Environmental campaigners, galvanised by the prospect of oil spills in the Arctic’s untouched waters, claimed victory, with Greenpeace UK executive director John Sauven declaring ‘the people won’.
But, with oil having plunged from $115 a barrel last June to less than $50 now, the project was always a risky bet. Companies from Norway’s Statoil to American majors Exxon and Chevron have all shelved projects in the far north.

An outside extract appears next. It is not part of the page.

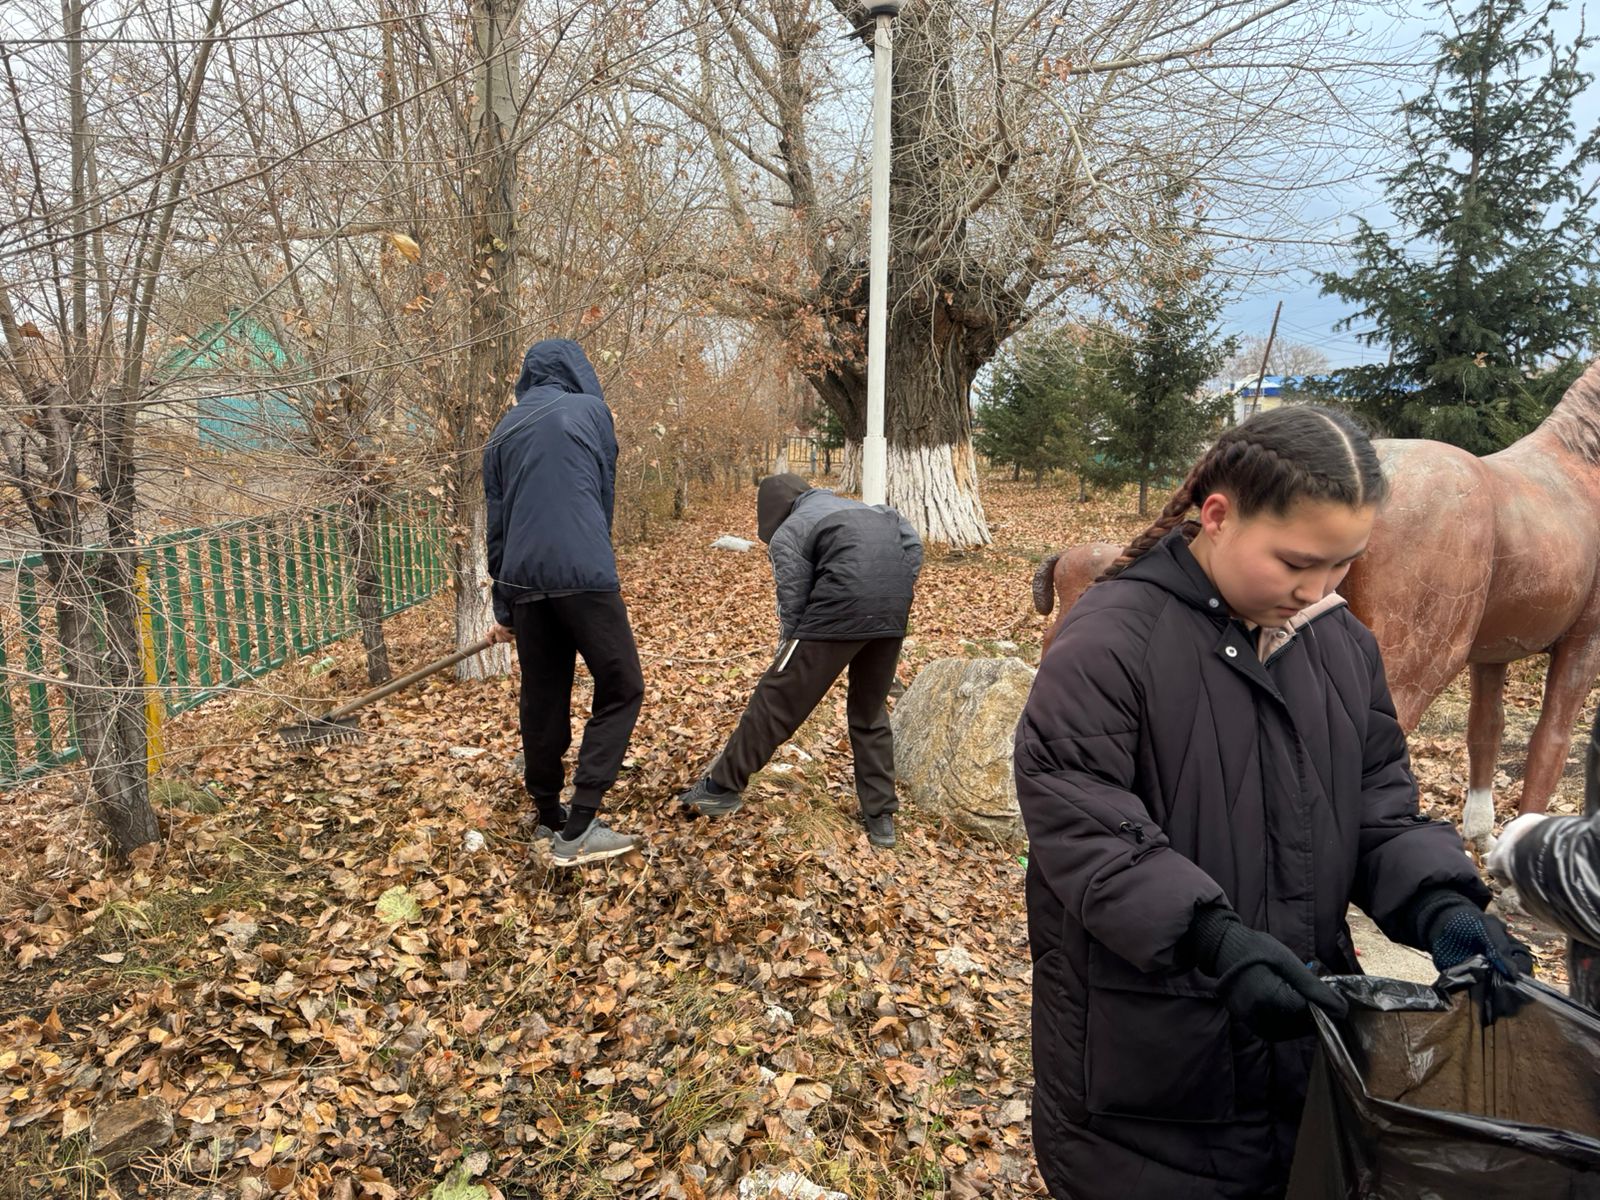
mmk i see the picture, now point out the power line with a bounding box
[0,13,443,49]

It won’t be a decision Shell took lightly either, having sunk around $7bn into a project that involved towing two enormous oil rigs more than 2,000 miles to the drilling site. It said the value of its ‘Alaska position’ on its balance sheet is around $3bn, while it has another $1.1bn of ‘future contractual commitments’. That will no doubt mean a multibillion-dollar writedown when it announces its third-quarter results next month.
So it’s an icy blow for Shell, although investors were actually relatively unconcerned – shares were down a mere 0.32% to 1,552p in mid-morning trading in London, while the FTSE 100 fell more than 1%. Nonetheless, chief executive Ben van Beurden had better hope the company gets value from its impending £47bn mega-acquisition of BG Group.